I think the reason the graphic adventure games didn't really support the more "emergent" possibilities of a text adventure was more a function of the "other" side of user interface: limitations on game feedback, rather than limitations on user input. When the results of user interaction with the world are expressed solely in text, that's easy, cheap, and flexible the way graphics aren't.

Yes, I agree totally with this.

This is why I am saying that Infocom's natural language thing is kind of just a lot of hype and what you would need to do in graphics to do what they did in text would be to make a "visual language" for representing a very simple object model i.e. when something is "on" something it always looks like this; when something is "in" something it always looks like this. And then allow the user to interact with it i.e. when the user "opens" something he always does this.

So in order to do this you would need some kind of stylized graphics and I am thinking of maybe a mode in which you focus on a room object and the game kind of switches to first person with the visual language inter-actability thing enabled. Sort of like when you "examine" an object in text.

I mean, I don't really have this all worked out but that is why I started this thread.

How did you read the source of an infocom game?

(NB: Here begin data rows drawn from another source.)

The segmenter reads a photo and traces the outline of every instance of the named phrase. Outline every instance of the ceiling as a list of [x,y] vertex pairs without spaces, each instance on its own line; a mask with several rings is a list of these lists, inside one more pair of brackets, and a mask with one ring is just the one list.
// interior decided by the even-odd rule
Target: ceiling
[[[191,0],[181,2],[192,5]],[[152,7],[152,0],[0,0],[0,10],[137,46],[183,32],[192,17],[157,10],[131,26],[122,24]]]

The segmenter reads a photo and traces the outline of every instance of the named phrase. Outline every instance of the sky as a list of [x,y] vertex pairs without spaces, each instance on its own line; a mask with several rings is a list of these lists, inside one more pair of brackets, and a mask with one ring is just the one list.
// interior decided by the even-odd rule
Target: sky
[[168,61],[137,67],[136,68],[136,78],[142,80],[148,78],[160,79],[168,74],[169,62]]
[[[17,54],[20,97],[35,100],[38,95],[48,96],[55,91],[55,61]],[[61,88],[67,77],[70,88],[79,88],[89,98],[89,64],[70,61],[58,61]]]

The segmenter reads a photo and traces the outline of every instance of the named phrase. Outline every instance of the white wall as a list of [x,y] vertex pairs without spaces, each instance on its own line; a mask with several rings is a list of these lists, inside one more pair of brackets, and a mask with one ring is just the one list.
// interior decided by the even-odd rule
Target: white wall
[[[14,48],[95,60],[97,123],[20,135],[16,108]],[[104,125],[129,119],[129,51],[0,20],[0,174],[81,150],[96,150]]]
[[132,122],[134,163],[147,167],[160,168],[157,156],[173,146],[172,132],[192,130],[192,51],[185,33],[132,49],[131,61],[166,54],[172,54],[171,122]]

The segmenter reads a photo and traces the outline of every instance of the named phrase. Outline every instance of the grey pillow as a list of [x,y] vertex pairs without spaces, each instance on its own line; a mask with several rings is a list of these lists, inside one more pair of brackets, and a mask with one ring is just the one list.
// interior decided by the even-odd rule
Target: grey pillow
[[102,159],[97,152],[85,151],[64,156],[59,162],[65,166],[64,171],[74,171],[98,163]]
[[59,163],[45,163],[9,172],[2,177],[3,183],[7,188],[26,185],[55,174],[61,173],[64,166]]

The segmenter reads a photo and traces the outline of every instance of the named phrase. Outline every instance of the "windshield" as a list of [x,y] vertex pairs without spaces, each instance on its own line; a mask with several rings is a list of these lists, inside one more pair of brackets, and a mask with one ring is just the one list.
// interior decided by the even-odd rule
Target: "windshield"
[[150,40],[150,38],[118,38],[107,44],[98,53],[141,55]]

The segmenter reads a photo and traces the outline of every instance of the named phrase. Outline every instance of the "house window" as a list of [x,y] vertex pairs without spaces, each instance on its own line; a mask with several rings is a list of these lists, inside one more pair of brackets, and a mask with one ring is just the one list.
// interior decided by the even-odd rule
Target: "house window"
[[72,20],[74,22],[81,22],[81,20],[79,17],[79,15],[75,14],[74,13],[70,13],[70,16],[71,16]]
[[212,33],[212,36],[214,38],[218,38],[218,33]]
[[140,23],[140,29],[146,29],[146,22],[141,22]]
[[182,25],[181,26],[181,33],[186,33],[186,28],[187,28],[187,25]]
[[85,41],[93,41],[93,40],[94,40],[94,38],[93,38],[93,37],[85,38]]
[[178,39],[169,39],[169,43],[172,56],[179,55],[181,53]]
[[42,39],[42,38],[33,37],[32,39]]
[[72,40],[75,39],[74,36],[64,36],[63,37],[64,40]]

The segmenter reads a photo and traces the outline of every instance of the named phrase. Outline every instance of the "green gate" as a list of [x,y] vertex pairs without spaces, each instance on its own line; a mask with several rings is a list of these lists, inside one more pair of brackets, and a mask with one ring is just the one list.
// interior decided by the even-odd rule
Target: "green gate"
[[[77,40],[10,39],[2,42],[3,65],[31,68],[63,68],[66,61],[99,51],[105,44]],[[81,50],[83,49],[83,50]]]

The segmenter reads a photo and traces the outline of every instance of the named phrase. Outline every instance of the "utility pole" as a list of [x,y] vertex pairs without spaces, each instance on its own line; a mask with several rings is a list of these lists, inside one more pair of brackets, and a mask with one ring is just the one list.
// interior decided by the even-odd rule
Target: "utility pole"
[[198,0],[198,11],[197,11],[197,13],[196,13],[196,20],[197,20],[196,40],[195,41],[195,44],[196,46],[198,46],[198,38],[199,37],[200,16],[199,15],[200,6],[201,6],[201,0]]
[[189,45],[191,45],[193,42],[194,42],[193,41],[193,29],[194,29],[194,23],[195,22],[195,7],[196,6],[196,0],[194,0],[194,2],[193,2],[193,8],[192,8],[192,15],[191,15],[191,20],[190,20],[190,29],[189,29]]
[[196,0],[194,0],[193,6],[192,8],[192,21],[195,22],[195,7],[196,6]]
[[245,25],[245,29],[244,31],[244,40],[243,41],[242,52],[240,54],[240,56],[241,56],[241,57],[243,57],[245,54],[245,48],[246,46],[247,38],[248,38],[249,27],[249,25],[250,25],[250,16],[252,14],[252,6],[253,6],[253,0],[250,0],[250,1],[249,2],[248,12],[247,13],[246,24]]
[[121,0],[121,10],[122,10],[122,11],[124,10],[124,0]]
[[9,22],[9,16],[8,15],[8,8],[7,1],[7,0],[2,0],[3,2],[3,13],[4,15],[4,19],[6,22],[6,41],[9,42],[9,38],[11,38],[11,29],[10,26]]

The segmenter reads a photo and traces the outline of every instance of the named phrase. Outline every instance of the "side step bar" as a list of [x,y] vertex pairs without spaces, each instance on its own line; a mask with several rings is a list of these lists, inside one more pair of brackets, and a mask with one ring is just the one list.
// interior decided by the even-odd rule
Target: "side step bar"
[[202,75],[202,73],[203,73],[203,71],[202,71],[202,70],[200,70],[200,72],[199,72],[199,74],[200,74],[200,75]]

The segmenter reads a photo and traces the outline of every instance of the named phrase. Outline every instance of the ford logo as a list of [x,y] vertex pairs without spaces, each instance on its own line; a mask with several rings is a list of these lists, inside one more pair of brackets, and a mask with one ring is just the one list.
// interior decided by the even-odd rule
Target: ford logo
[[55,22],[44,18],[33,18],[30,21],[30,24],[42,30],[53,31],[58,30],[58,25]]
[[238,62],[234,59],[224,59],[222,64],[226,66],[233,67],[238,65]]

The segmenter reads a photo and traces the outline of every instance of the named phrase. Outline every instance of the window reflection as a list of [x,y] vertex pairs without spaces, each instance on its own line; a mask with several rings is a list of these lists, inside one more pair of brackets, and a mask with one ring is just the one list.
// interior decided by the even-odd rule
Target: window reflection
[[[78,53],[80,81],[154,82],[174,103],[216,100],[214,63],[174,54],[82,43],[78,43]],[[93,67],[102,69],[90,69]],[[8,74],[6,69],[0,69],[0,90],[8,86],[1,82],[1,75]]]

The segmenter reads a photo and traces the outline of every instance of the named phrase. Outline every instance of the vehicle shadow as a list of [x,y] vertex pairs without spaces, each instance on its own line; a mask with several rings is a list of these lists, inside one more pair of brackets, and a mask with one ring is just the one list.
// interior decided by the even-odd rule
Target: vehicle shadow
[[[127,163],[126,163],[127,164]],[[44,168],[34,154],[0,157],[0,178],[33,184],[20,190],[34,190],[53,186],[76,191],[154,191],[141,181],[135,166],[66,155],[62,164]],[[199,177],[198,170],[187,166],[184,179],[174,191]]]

Is there code in the public domain for one of them? I mean, for a modern personal computer: Zork was public domain but that would be DEC fortran.

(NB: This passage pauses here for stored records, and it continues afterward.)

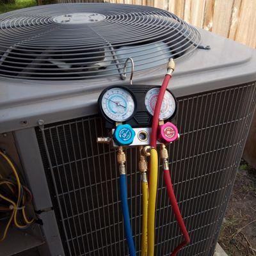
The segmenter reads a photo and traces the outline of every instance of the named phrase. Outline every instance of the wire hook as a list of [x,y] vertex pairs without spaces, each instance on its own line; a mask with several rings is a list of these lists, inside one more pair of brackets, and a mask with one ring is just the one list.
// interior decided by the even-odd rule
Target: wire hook
[[133,76],[133,73],[134,72],[134,61],[133,61],[132,58],[129,57],[127,58],[125,60],[125,62],[124,63],[124,76],[126,77],[126,66],[127,65],[128,61],[130,61],[131,64],[132,64],[132,71],[131,72],[131,76],[130,76],[130,84],[132,84],[132,76]]

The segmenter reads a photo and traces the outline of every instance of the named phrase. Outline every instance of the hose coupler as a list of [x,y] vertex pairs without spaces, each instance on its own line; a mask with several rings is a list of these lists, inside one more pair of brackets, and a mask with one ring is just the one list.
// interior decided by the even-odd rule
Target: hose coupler
[[160,146],[160,159],[163,161],[164,170],[169,170],[168,154],[164,144]]
[[125,157],[125,153],[124,152],[122,147],[118,147],[118,152],[117,153],[116,159],[117,159],[117,163],[119,164],[119,172],[120,174],[125,174],[126,157]]
[[175,63],[173,58],[170,58],[167,65],[167,73],[166,75],[172,76],[173,72],[175,68]]

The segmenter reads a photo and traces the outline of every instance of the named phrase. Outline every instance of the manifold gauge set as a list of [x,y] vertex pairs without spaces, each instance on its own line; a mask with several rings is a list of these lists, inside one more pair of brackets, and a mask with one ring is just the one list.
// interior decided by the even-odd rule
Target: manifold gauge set
[[[98,142],[111,142],[113,147],[150,144],[151,123],[160,86],[147,85],[112,86],[100,94],[98,104],[109,137]],[[170,143],[179,137],[175,125],[170,122],[176,114],[177,100],[168,90],[163,100],[159,120],[166,121],[157,143]],[[102,140],[103,140],[103,141]]]
[[[131,62],[133,65],[132,60]],[[159,170],[157,148],[160,151],[166,191],[184,237],[184,241],[177,245],[171,255],[175,255],[182,246],[189,243],[189,236],[172,188],[166,147],[179,138],[177,127],[171,122],[177,112],[177,100],[171,90],[167,89],[174,67],[173,60],[169,60],[167,72],[161,86],[132,84],[131,78],[131,84],[107,87],[101,92],[98,99],[99,109],[105,121],[105,127],[109,136],[98,138],[97,142],[109,143],[118,149],[116,157],[120,174],[121,207],[129,252],[132,256],[138,255],[140,251],[142,256],[154,255],[155,213]],[[131,77],[133,68],[134,67]],[[138,147],[140,148],[138,168],[141,173],[143,199],[140,250],[135,248],[127,202],[124,148],[130,147]]]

The original Muddle code for Zork is here; not sure of its licensing: http://retro.co.za/adventure/zork-mdl/ . You can run it, I think, on the Confusion engine. For a modern PC, I think there are also ports of some of them to more recent Inform parsers like 6 and 7. I couldn't say how accurate they are to the original but I believe the general execution model hasn't changed much. (Well, for 6. I have no idea what's going on in 7 'cuz I can't read it.)

This is why I am saying that Infocom's natural language thing is kind of just a lot of hype and what you would need to do in graphics to do what they did in text would be to make a "visual language" for representing a very simple object model i.e. when something is "on" something it always looks like this; when something is "in" something it always looks like this. And then allow the user to interact with it i.e. when the user "opens" something he always does this.

So in order to do this you would need some kind of stylized graphics and I am thinking of maybe a mode in which you focus on a room object and the game kind of switches to first person with the visual language intractability thing enabled. Sort of like when you "examine" an object in text.

Ah, yeah, I get ya.

Here's an idea, maybe not exactly what you're thinking of but similar. There's a view mode where everything interactive in the scene is represented (maybe as itself, maybe as a label, maybe as a low-poly model of itself textured with an image of its label) a little "spread out" from its representation in the world. In between objects are lines that represent relationships ("in", "on", "belongs to", "near", etc.) Your inventory is all the objects that are connected to you by "belongs to". You change the world by changing these lines. To give a picture to Sam, you move the "belongs to" line from the picture to Sam rather than to you. You move the vase to the floor by moving the vase's "on" line so that it goes to the floor rather than the table. Etc.

This is weirdly artificial but I think it'd work if the game universe was also weirdly artificial (if, say, you're in a simulated reality and gain the ability to see the object model that underlies your world).